Seorang peneliti energi dan transportasi di University College London, Andreas Schafer, mengatakan, untuk mewujudkan penggunaan pesawat listrik di masa mendatang butuh investasi yang tak sedikit. Misalnya, untuk biaya pengembangan baterai saja, setidaknya butuh sekitar US$23 miliar atau Rp353 triliun. Prinsipnya, bagaimana caranya membuat baterai dengan ukuran kecil atau paling tidak seperti ukuran baterai yang ada saat ini (baterai pesawat) namun dengan kapasitas yang jauh lebih besar. Tak hanya itu, pengembangan baterai juga mencakup durasi pengisian daya yang harus jauh lebih cepat dari yang sudah ada.
Itu baru baterainya saja. Untuk mengembangkan pesawat listrik yang sepenuhnya baru, seperti desain canggih, kemampuan jarak pendek, dan ruang yang sempit, setidaknya juga membutuhkan investasi sekitar US$23 miliar. Tentu saja angka tersebut belum termasuk dana tambahan ketika terdapat kendala di sana sini.
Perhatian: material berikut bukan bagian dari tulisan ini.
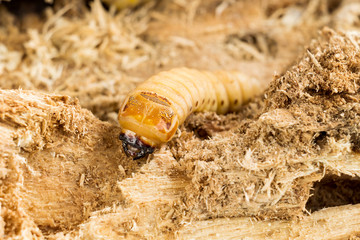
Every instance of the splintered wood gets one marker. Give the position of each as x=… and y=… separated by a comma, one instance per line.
x=250, y=175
Baca juga: Inilah Enam Teknologi Terdepan untuk Tingkatkan Efisiensi Bahan Bakar Pesawat
Selanjutnya, balik lagi pada poin awal, bila menggunakan pesawat listrik, beban dan durasi penerbangan harus lebih kecil dibanding pesawat berbahan bakar cair atau fosil. Padahal, di saaat yag bersamaan, tren penerbangan dunia, setiap tahunnya terus mengalami lonjakan. Artinya, saat proses transisi terjadi, akan ada ‘kekacauan’ besar. Di satu sisi pesawat tak sanggup terbang jauh dan terdapat kekurangan di sana sini, di sisi lain, kebutuhan penumpang terhadap pesawat semakin dinamis. Tentu bisa dibayangkan apa yang terjadi.
Pada akhirnya, untuk mewujudkan mobil listrik lebih banyak dari pada mobil berbahan fosil saja sejauh ini prosesnya masih jauh dari kenyataan. Apalagi pesawat, yang mekanismenya jauh lebih rumit ketimbang mengoperasikan mobil listrik di darat.